Defendant appeals his conviction for robbery in the first degree. ORS 164.415. He contends that his motion for judgment of acquittal should have been granted, because there was insufficient evidence to support a conviction. He also assigns as error the refusal of the court to instruct on the lesser included offense of theft in the first degree and to give an instruction regarding the basis of his criminal responsibility. We reverse and remand.
Tracy Elliott entered a Kentucky Fried Chicken restaurant alone, and he robbed the restaurant at gun point of $250 in currency, loose coins and rolls of coins. An employe of the restaurant observed Elliott run to the back of a business a short distance away and saw a black over yellow car leaving the area behind the building where Elliott had gone. Later, a police officer investigating the robbery stopped a vehicle matching the description of the car given by the employe. Defendant was the driver and Elliott the only passenger. The officer searched defendant and found $231 in currency, loose coins, a broken roll of nickels and Elliott’s wallet. When asked by the officer about the coins, defendant said they were his.
Defendant testified that he had been called by Elliott to pick him up at the location near the restaurant. He stated that he knew nothing about the robbery until Elliott got in the car after the robbery. When told about the robbery by Elliott, he testified that he responded that that “is the most stupid, dumb, absurd thing I’ve ever seen anybody do.” He said he took the money from Elliott and was on his way to the restaurant to return it when he was stopped by the officer.
Elliott testified on behalf of defendant and corroborated defendant’s testimony regarding his lack of involvement in the robbery and his intent to return the money.

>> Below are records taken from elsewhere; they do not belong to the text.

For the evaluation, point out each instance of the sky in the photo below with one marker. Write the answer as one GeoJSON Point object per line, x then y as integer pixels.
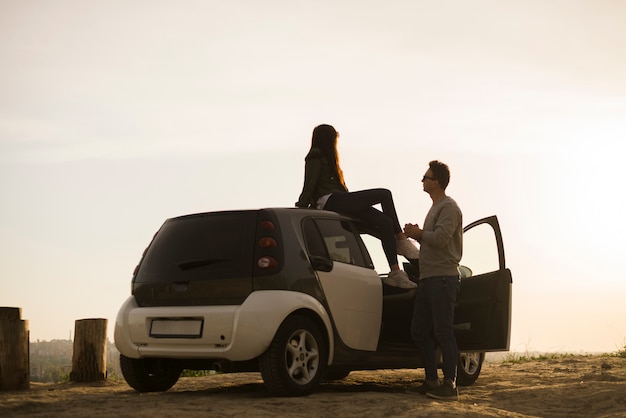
{"type": "Point", "coordinates": [117, 115]}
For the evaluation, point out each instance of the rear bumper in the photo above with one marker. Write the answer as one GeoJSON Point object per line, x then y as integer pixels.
{"type": "Point", "coordinates": [234, 332]}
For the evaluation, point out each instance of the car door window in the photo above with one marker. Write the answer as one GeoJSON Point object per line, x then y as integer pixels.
{"type": "Point", "coordinates": [338, 241]}
{"type": "Point", "coordinates": [480, 251]}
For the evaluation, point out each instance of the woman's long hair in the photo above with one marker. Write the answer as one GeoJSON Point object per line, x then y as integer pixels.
{"type": "Point", "coordinates": [325, 139]}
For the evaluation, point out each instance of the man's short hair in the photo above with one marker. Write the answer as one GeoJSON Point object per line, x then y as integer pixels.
{"type": "Point", "coordinates": [441, 172]}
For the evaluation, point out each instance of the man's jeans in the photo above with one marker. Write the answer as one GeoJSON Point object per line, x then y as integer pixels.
{"type": "Point", "coordinates": [432, 323]}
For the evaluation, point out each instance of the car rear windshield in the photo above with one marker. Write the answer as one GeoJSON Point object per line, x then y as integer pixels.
{"type": "Point", "coordinates": [201, 247]}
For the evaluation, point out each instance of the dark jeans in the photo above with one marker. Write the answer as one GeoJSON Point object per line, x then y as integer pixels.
{"type": "Point", "coordinates": [359, 205]}
{"type": "Point", "coordinates": [432, 323]}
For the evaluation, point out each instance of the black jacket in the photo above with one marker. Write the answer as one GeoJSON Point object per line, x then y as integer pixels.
{"type": "Point", "coordinates": [320, 179]}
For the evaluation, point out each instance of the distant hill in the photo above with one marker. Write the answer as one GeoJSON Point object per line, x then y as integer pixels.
{"type": "Point", "coordinates": [51, 361]}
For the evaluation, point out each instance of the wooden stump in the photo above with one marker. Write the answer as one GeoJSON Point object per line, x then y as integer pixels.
{"type": "Point", "coordinates": [89, 355]}
{"type": "Point", "coordinates": [14, 345]}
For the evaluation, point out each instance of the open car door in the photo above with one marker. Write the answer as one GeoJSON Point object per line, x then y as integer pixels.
{"type": "Point", "coordinates": [482, 317]}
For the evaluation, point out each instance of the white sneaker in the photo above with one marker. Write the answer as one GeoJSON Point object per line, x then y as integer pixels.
{"type": "Point", "coordinates": [407, 249]}
{"type": "Point", "coordinates": [399, 278]}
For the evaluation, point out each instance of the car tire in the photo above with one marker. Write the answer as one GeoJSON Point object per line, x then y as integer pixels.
{"type": "Point", "coordinates": [148, 375]}
{"type": "Point", "coordinates": [468, 369]}
{"type": "Point", "coordinates": [294, 363]}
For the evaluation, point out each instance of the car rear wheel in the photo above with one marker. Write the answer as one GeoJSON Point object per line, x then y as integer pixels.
{"type": "Point", "coordinates": [468, 369]}
{"type": "Point", "coordinates": [149, 375]}
{"type": "Point", "coordinates": [294, 363]}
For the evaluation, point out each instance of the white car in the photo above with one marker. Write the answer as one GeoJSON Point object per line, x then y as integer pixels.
{"type": "Point", "coordinates": [293, 293]}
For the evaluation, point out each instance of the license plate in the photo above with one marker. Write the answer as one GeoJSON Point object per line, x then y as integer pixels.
{"type": "Point", "coordinates": [176, 328]}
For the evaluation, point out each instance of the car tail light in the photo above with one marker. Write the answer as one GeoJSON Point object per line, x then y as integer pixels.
{"type": "Point", "coordinates": [267, 225]}
{"type": "Point", "coordinates": [267, 242]}
{"type": "Point", "coordinates": [267, 262]}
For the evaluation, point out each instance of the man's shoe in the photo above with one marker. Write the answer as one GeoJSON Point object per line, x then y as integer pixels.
{"type": "Point", "coordinates": [445, 392]}
{"type": "Point", "coordinates": [406, 248]}
{"type": "Point", "coordinates": [399, 278]}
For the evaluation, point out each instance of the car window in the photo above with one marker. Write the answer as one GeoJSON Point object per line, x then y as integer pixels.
{"type": "Point", "coordinates": [313, 238]}
{"type": "Point", "coordinates": [338, 241]}
{"type": "Point", "coordinates": [480, 251]}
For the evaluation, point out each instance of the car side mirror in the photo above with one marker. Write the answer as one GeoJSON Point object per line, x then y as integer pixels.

In his first assignment of error defendant contends that the evidence, including that presented for the defense, was insufficient to establish guilt of robbery beyond a reasonable doubt. The evidence viewed in a light most favorable to the state is sufficient to support the jury’s verdict.
State v. Krummacher,
In his second assignment, defendant contends that the court erred in rejecting his request to instruct the jury on the lesser included offense of theft in the first degree by receiving stolen property. ORS 164.095. He argues that the jury could find that he possessed the stolen money with the intent to permamently deprive the owner of it. The state agrees that theft in the first degree is a lesser included offense of robbery,
State v. Boucher,
In
State v. Naylor,
“* * * A defendant is entitled to an instruction on lesser included offenses if there is a disputed issue of fact enabling the jury to find that all the elements of the greater offense have not been proven, but that all the elements of one or more of the lesser offenses have been proven.” (Footnote omitted.)
See also State v. Williams,
There was a disputed issue of fact whether defendant was involved in the robbery, and the jury could have rationally found that all the elements of robbery were not proven. It was undisputed that defendant had money stolen in the robbery in his possession. The intent with which he possessed it was disputed. The jury could rationally find that he intended permanently to deprive the owner of the money. It is not necessary, as the state appears to argue, that the jury accept or reject defendant’s evidence in its entirety. It is not irrational for a jury to accept only part of the evidence a defendant presents. The requirements for instructing the jury on the lesser included offense of theft in the first degree were met, and it was error to deny defendant’s request.
*671 The jury’s finding of guilty of robbery may appear to be a rejection of defendant’s testimony in its entirety, thereby removing any basis for concluding the error was prejudicial. In State v. Naylor, supra, the court rejected such an argument:
“* * * One of the apparent reasons for the grant to the jury of this power [to consider lesser included offenses] is to avoid placing the jury in the position of making an all-or-nothing choice as between guilt and innocence where there is evidence which would justify a verdict of guilty of a lesser offense. The difficulty with presenting the jury with the all-or-nothing choice is that the jury may believe a defendant to be guilty of some apparent violation of the criminal code but not of the crime charged. The jury is then confronted with the choice of finding innocent a defendant it believes has been guilty of wrongdoing or finding a defendant guilty of a crime greater than that which the jury believes he has committed. * * *”291 Or at 198 . (Footnote omitted.)
The error was not harmless and requires reversal.
In his final assignment defendant contends that the court erred in failing to instruct the jury as follows:
“You are hereby instructed that mere presence at or near the scene of a crime is insufficient evidence upon which to base a conviction.”
Although the instruction recites a correct statement of a legal principle, it was properly rejected. The principle has most often been utilized in determining if there is sufficient evidence to submit the case to the jury.
See, e.g, State v. Allison,
Reversed and remanded for a new trial.